Умберто ЭКО. ОСТРОВ НАКАНУНЕ. СПб., “Симпозиум”, 1999. Тир. 10 000 экз.
Безотказно срабатывающий механизм массовой культуры: автор пишет все хуже, а успех его у читателей все выше. Дурно сочиненный роман аудитория принимает за интеллектуальную, специально затрудненную прозу, и это ей льстит. Между тем закон непременен: хорошая книга не может быть скучной. Но читатели в подобном случае, сами не отдавая себе отчета, выступают как потребители, им нужна не книга, им достаточно знака, что перед ними книга, неудобочитаемость кажется им непременным атрибутом высокоумного чтива.
Александр КАРТАШОВ. ТРИПТИХ: ТЫ. ОБЕРЕГ. ЛЕГЕНДА. (Б. м.), издательство “Шар”, (б. г.). Тир. 1000 экз.
Автор прекрасно изданных поэтических книг — известный тульский художник, и, как раз памятуя об этом, следует читать его стихи. В них довольно причудливо чередуются зрительное и вербальное восприятие мира.
Вянет день. Арабески растений
Повторяют узоры оград.
Под апсиды персидской сирени
Входят тени в заброшенный сад.Сирень, и верно, похожа на арабески, но пространственный образ подкреплен словесным, автор упоминает не просто сирень,— сирень персидскую. Так же на выполненных автором иллюстрациях рисунок пересечен стихотворными строчками, и из сопряжения зрительных и вербальных координат рождается своеобразная “роза мысли”. Может быть, именно потому А. Карташов назвал свой триптих “Крестоцвет”.

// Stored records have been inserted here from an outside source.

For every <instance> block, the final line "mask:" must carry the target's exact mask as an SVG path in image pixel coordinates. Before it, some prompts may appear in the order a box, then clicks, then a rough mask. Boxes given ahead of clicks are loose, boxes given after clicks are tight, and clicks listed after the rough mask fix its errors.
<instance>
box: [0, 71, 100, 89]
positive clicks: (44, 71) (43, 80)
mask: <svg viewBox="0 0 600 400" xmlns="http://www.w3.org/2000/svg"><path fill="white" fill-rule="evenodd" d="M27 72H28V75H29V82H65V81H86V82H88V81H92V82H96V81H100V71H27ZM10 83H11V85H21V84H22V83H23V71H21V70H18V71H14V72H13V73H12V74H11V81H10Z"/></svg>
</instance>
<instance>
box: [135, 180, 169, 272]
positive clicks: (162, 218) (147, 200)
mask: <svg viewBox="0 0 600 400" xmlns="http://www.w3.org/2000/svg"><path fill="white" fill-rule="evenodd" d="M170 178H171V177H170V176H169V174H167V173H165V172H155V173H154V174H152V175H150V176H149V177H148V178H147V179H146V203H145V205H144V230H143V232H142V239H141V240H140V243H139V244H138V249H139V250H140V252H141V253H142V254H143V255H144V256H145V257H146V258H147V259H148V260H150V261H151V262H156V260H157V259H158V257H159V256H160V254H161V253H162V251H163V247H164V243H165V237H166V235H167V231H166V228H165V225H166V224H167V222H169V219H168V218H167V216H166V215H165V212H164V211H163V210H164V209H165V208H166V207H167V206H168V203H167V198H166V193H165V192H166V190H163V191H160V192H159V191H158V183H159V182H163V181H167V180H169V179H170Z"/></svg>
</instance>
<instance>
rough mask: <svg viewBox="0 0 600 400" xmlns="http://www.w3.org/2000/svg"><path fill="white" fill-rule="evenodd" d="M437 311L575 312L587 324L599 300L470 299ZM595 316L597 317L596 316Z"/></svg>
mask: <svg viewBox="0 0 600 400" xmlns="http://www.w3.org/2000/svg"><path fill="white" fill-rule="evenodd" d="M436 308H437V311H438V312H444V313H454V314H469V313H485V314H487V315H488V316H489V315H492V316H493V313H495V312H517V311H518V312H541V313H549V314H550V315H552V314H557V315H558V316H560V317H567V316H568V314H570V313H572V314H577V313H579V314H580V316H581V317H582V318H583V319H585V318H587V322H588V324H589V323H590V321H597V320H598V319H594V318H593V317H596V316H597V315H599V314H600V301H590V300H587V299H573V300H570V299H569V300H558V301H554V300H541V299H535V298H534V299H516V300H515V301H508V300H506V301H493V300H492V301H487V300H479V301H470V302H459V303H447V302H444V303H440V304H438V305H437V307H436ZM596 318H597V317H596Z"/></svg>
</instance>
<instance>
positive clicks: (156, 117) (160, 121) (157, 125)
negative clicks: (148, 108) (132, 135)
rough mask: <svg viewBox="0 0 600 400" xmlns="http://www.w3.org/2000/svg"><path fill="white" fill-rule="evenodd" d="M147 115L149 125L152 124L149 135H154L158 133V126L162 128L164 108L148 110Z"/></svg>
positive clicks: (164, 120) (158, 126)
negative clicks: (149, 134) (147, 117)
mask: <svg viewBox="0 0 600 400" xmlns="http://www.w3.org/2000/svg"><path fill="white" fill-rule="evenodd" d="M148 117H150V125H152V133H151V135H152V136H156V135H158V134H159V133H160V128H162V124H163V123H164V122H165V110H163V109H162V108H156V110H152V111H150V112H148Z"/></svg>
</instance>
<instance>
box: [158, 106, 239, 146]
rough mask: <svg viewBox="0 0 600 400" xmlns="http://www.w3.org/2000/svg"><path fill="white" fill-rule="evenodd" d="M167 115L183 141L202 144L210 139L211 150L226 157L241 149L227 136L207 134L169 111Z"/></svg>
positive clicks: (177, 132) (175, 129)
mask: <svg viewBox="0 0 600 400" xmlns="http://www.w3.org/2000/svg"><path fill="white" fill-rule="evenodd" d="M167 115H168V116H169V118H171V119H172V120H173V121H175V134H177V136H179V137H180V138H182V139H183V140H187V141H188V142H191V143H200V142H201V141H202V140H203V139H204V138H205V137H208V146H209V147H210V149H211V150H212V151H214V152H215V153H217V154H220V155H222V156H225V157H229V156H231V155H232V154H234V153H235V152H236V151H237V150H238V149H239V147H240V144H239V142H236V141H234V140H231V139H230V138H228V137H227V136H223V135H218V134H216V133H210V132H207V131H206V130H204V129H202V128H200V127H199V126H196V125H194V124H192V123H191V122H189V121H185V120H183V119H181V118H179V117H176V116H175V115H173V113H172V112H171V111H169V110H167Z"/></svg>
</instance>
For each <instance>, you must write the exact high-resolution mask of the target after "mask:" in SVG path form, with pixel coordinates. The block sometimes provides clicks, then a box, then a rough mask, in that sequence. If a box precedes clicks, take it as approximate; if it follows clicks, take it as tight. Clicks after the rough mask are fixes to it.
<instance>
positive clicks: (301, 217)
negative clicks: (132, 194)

ФРАНЦУЗСКАЯ ГОТИЧЕСКАЯ ПРОЗА XVII—XIX ВЕКОВ. М., Научно-издательский центр “Ладомир”, 1999. Тир. 2500 экз.
Довольно спорные рассуждения автора вступительной статьи о том, что же такое готическая проза, искупаются произведениями, объединенными в сборнике. Хотя и тут вероятно сомнение: и Бальзак, и Мопассан, и Готье переводились в России очень широко и в отличие от Бореля либо Казота, также здесь представленных, ни в коем случае не воспринимаются как сочинители, работающие в готическом жанре. Мнению исследователя противоречат сами тексты, точнее, тональность творчества того или иного писателя.